In the Reference Scenario, the first 100 million metric tons of GHG emissions could be saved at a cost of less than $36/metric ton. However, marginal costs climb up to about $50 for 300 million metric ton and then to as much as $70 for the remainder. In the Unfavorable Technology Scenario costs are higher: $90 for the last metric ton of carbon dioxide avoided. In contrast, in the Favorable Technology Scenario the costs are appreciably lower, just $23 for the last metric ton of GHG emissions avoided. One alternative way to induce power companies to use renewables would be to impose a tax or charge on emissions of carbon dioxide. In light of these costs of reducing GHG emissions, in the Reference Scenario, power companies would have to face a tax of $70/metric ton CO2e, to induce them to replace coal with renewables for the last increment needed to meet the 25 percent mandate. 5.3. Other estimates Kydes (2007) modeled the effect of a 20 percent RPS requirement by 2020 using similar renewable technologies.7 That analysis used the EIA’s NEMS and a relatively more expansive modeling approach, which incorporates general equilibrium relationships between energy markets and the domestic economy.
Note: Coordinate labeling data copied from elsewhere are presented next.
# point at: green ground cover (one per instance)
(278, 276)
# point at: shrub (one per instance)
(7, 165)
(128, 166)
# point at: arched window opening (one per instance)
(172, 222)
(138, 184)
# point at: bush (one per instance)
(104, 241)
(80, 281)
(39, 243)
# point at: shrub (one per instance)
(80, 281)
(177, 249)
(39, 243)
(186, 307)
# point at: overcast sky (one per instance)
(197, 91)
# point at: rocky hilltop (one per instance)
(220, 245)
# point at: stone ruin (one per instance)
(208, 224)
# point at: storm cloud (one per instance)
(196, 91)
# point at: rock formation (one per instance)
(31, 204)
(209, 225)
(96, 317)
Where Kydes estimates the economy-wide impacts of an RPS, our analysis considers in greater detail the likely availability (and cost) of each renewable energy source and its potential for reducing GHG emissions. Like Kydes, we find that wind and biomass-generated power are the two largest sources of new renewable generation and account for the vast majority of nonhydro renewable power. However, Kydes finds that renewables cause a sharp reduction in natural gas use, while we assume that renewables will replace coal (as detailed in Section 2.1). Moreover, Kydes finds that the cost to the energy industry of a 20 percent RPS would be between $35 and $60 billion per year; our estimate of economic costs for a 25 percent mandate lies at the lower end of that range. Broadly, our results are consistent with Kydes, though we find slightly lower costs and higher emissions reductions. 5.4. Meeting proposed mandates in recent legislation In 2009, the House of Representatives passed the American Clean Energy and Security Act (H.R. 2454; ‘‘Waxman-Markey’’), which focuses on reducing U.S. GHG emissions. H.R. 2454
Fig. 2. Sources of renewable energy in the Reference Scenario.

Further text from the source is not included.